L’Union européenne a présenté ce 5 juin une évolution significative de sa méthode d’élargissement, spécifiquement destinée aux pays des Balkans occidentaux. Cette annonce, faite par la commissaire européenne chargée de l’Élargissement, Annalisa Cappellini, marque un changement dans l’approche de Bruxelles vis-à-vis de candidats comme l’Albanie, la Bosnie-Herzégovine, le Kosovo, le Monténégro, la Macédoine du Nord et la Serbie.
Un processus recentré sur les réformes tangibles
La nouvelle procédure entend rompre avec la logique antérieure, souvent perçue comme trop lente et politique. Désormais, l’accent est mis sur l’avancement concret des réformes dans des domaines clefs tels que l’état de droit, la lutte contre la corruption et l’indépendance de la justice.

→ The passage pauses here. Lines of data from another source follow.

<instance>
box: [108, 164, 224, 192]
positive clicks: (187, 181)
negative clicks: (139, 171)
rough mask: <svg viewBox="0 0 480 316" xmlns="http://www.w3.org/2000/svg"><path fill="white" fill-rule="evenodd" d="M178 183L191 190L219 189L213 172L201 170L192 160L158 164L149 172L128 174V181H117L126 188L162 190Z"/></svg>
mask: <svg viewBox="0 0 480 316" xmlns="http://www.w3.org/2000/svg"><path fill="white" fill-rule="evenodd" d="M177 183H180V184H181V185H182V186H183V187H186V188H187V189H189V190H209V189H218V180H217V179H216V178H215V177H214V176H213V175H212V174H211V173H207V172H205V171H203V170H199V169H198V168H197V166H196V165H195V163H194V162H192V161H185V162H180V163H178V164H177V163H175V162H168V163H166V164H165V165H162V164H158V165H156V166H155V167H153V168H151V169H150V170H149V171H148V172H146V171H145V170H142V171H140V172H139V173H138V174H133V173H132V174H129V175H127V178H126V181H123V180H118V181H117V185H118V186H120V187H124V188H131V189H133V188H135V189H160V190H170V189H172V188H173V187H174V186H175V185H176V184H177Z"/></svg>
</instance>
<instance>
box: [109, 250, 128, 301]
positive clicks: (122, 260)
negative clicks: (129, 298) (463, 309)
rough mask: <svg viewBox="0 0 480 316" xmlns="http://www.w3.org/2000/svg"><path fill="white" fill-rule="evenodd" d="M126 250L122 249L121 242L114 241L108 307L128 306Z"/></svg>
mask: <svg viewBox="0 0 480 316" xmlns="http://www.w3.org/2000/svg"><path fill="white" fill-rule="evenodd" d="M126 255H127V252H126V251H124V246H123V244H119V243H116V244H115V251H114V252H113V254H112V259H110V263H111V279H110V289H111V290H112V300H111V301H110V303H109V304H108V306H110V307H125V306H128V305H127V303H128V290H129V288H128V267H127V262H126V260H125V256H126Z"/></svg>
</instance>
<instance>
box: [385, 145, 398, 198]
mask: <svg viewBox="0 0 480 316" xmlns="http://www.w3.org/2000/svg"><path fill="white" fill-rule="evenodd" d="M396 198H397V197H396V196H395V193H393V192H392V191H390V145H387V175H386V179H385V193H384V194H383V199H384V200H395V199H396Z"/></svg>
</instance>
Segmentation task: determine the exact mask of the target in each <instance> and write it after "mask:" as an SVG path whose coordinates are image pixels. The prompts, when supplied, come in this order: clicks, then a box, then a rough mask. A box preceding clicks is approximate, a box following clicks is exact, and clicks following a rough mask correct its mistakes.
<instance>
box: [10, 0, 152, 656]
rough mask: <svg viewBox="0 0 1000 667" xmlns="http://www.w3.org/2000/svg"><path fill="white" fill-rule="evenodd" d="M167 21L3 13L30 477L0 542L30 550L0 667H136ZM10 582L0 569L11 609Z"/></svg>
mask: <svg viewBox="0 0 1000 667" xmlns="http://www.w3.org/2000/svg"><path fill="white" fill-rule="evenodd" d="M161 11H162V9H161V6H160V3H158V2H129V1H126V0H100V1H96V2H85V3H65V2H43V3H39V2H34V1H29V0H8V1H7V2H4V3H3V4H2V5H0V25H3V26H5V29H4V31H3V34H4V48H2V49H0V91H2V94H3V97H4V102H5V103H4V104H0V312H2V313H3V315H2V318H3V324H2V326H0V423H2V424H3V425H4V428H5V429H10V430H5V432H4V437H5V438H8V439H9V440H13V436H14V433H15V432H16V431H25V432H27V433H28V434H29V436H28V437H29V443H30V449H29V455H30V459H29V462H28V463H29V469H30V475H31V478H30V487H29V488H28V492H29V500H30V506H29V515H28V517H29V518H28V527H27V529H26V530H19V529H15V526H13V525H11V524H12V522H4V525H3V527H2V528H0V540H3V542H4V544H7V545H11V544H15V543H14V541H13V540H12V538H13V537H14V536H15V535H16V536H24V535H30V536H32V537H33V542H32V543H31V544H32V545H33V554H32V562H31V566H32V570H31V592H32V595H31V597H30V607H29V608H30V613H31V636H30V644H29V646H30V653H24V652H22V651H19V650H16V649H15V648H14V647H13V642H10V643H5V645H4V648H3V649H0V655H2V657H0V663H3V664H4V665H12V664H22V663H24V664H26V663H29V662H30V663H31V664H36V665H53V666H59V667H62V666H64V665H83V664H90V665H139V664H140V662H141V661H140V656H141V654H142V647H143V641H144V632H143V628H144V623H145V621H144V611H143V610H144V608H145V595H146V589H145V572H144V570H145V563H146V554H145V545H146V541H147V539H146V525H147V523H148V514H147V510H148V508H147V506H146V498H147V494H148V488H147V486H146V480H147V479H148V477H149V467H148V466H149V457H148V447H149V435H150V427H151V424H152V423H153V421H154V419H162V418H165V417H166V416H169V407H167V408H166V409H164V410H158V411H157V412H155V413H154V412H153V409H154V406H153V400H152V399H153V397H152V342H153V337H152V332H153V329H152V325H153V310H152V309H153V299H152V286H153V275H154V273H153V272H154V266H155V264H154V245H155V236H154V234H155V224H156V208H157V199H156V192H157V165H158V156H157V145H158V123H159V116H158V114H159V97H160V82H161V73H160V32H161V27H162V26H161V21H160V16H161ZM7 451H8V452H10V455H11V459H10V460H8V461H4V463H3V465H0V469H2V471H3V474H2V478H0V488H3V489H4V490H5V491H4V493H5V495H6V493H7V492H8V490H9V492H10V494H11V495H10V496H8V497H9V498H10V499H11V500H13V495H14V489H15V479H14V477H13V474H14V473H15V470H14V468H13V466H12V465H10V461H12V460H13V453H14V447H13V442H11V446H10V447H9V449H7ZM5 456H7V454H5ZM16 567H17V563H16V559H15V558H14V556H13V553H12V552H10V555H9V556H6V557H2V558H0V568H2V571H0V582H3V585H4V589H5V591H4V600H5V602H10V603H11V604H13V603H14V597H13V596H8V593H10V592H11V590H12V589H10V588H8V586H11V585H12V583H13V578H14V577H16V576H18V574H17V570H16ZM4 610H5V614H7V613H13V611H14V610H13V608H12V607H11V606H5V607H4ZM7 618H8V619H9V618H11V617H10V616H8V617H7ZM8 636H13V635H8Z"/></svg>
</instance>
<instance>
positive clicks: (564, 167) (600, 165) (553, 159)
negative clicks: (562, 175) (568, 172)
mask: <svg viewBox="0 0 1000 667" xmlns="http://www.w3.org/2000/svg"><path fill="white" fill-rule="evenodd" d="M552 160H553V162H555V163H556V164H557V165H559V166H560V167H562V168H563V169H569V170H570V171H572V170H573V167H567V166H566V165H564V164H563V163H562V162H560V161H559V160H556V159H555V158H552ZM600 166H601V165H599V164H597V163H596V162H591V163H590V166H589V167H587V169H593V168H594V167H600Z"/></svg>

Le principe général consiste à conditionner l’ouverture et la progression des chapitres de négociation à des progrès vérifiables et irréversibles de la part des États candidats.
Annalisa Cappellini a souligné que ce changement vise à redonner de la crédibilité au processus d’adhésion, tant du côté des candidats que des États membres. « Il ne s’agit pas de rendre l’adhésion plus difficile, mais de la rendre plus crédible et plus prévisible », a-t-elle déclaré.
Un système de « clusters » et de réversibilité
Concrètement, les négociations d’adhésion seront organisées autour de six grands ensembles thématiques, appelés « clusters ». Chaque cluster regroupe plusieurs chapitres liés. L’ouverture d’un cluster ne pourra intervenir qu’après la satisfaction de critères préalables stricts. Plus notable encore, Bruxelles introduit un mécanisme de réversibilité : si un pays candidat régresse sur les réformes, l’Union européenne pourra suspendre les négociations sur certains chapitres, voire sur l’ensemble du processus.
Cette disposition, inédite dans l’histoire de l’élargissement, répond aux critiques récurrentes sur l’absence de sanctions en cas de dérive autoritaire ou de recul démocratique une fois les négociations engagées.
Des leviers financiers renforcés
Parallèlement à ces évolutions procédurales, l’Union européenne prévoit d’accroître l’assistance financière et technique aux Balkans. Des fonds supplémentaires seront débloqués pour accompagner les réformes économiques et institutionnelles. Un accent particulier sera mis sur le développement des infrastructures et la connectivité régionale, dans l’objectif de préparer les économies des Balkans à intégrer le marché unique européen.
Annalisa Cappellini a également insisté sur la nécessité d’une « intégration progressive » : les bénéfices de l’adhésion – accès à certains programmes européens, participation à des politiques sectorielles, facilitation des échanges – pourront être accordés de manière anticipée et échelonnée, en récompense des progrès accomplis.
Un contexte géopolitique tendu
Cette réforme intervient dans un contexte géopolitique marqué par la guerre en Ukraine et la volonté de l’Union européenne de sécuriser ses frontières et d’ancrer durablement les Balkans occidentaux dans son orbite, face aux influences russes et chinoises croissantes dans la région. La méthode précédente, en vigueur depuis 2014, était jugée inefficace : plusieurs pays stagnaient depuis des années dans le processus sans avancée significative.
Les réactions des capitales des Balkans sont pour l’instant mesurées. Si les dirigeants saluent l’annonce d’une relance du processus, certains redoutent que le nouveau système, plus exigeant, ne prolonge encore les délais d’adhésion. À Bruxelles, on assure que l’objectif est précisément inverse : offrir un cadre plus dynamique et plus transparent pour sortir de l’enlisement.
La mise en œuvre de cette nouvelle méthode sera examinée lors du prochain Conseil européen, où les Vingt-Sept devront se prononcer sur son adoption formelle.